W04 Reflection — Measuring a Life That Actually Matters

 

W04 Reflection — Measuring a Life That Actually Matters

This week’s materials reframed “success” from a scoreboard to a compass. Clayton Christensen’s question—how will you measure your life?—landed hardest on two ideas: resource allocation and the “marginal-cost” mistake. I recognized myself in his warning that high achievers unconsciously invest time where feedback is fast (work) and underinvest where payoffs are slow (family, character). I also felt called out by “just this once” thinking; compromise is rarely a one-time event—habits calcify around it.
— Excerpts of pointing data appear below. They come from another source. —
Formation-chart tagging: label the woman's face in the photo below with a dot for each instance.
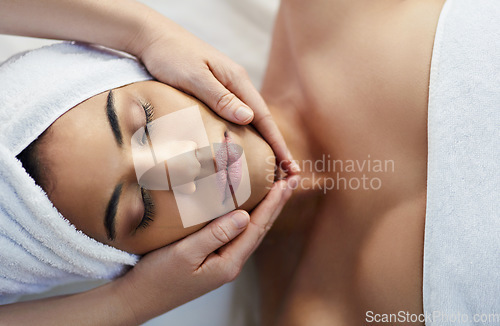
(93, 176)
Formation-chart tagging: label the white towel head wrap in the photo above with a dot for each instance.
(39, 247)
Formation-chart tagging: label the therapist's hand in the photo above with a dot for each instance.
(180, 59)
(201, 262)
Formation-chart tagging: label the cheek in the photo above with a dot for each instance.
(166, 226)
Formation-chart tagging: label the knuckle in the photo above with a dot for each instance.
(264, 228)
(225, 102)
(232, 272)
(263, 117)
(220, 234)
(240, 70)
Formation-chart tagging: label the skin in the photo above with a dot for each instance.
(85, 169)
(359, 89)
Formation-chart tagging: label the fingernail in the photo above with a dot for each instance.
(240, 220)
(294, 167)
(243, 114)
(293, 183)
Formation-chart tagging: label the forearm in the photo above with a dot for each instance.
(124, 25)
(101, 306)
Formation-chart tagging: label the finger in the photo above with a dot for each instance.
(220, 99)
(213, 236)
(261, 221)
(236, 80)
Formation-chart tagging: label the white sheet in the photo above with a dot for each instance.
(242, 30)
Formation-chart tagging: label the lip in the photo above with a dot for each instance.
(228, 161)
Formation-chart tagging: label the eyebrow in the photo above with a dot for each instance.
(109, 218)
(113, 118)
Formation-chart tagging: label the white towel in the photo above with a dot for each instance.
(39, 248)
(461, 284)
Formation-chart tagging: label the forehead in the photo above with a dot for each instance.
(83, 159)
Tom Kelley’s retelling of Jim Collins’ three circles (what I’m good at, what I’m born to do, what people will pay for) added a practical lens. I’ve been competent in many things, but “born to do” shows up when I’m designing learning experiences, building with founders, and serving families. The fourth box—who I do it with—matters as much as the circles. I’d rather build slower with trustworthy people than sprint with misaligned partners.

Jeff Hawkins’ point that effectiveness comes from better decisions, not longer days, dovetailed with Elder Wirthlin’s “little things.” Minutes are moral choices. Smiles, small courtesies, and micro-acts of service are shockingly high leverage. That theme connected with Jim Ritchie’s “tri-quation” (self-esteem = productivity = event control), the Productivity Pyramid, and a personal constitution. If my governing values aren’t explicit, my calendar will draft one for me.

What I’m taking forward:

  • A personal yardstick. I’ll measure weeks by integrity kept, people lifted, and time invested in family, not by inbox zero.

  • Reallocating time. Two protected family blocks and one weekly act of quiet service. If something must slip, it won’t be those.

  • Decision guardrails. Write a one-page constitution (“I am…” statements), then check daily tasks against it. If a task doesn’t ladder up to a short-term goal and governing value, it’s noise.

  • Career design. For my projects (the eco-retreat, preventive health pilot, and Portuguese micro-learning), I’ll validate them against the three circles and “who.” If the team fit or ethics are off, it’s a no—even if the opportunity looks shiny.

I’m looking forward to testing this in small, ordinary minutes. If I can consistently choose the right “little things,” the big outcomes will take care of themselves.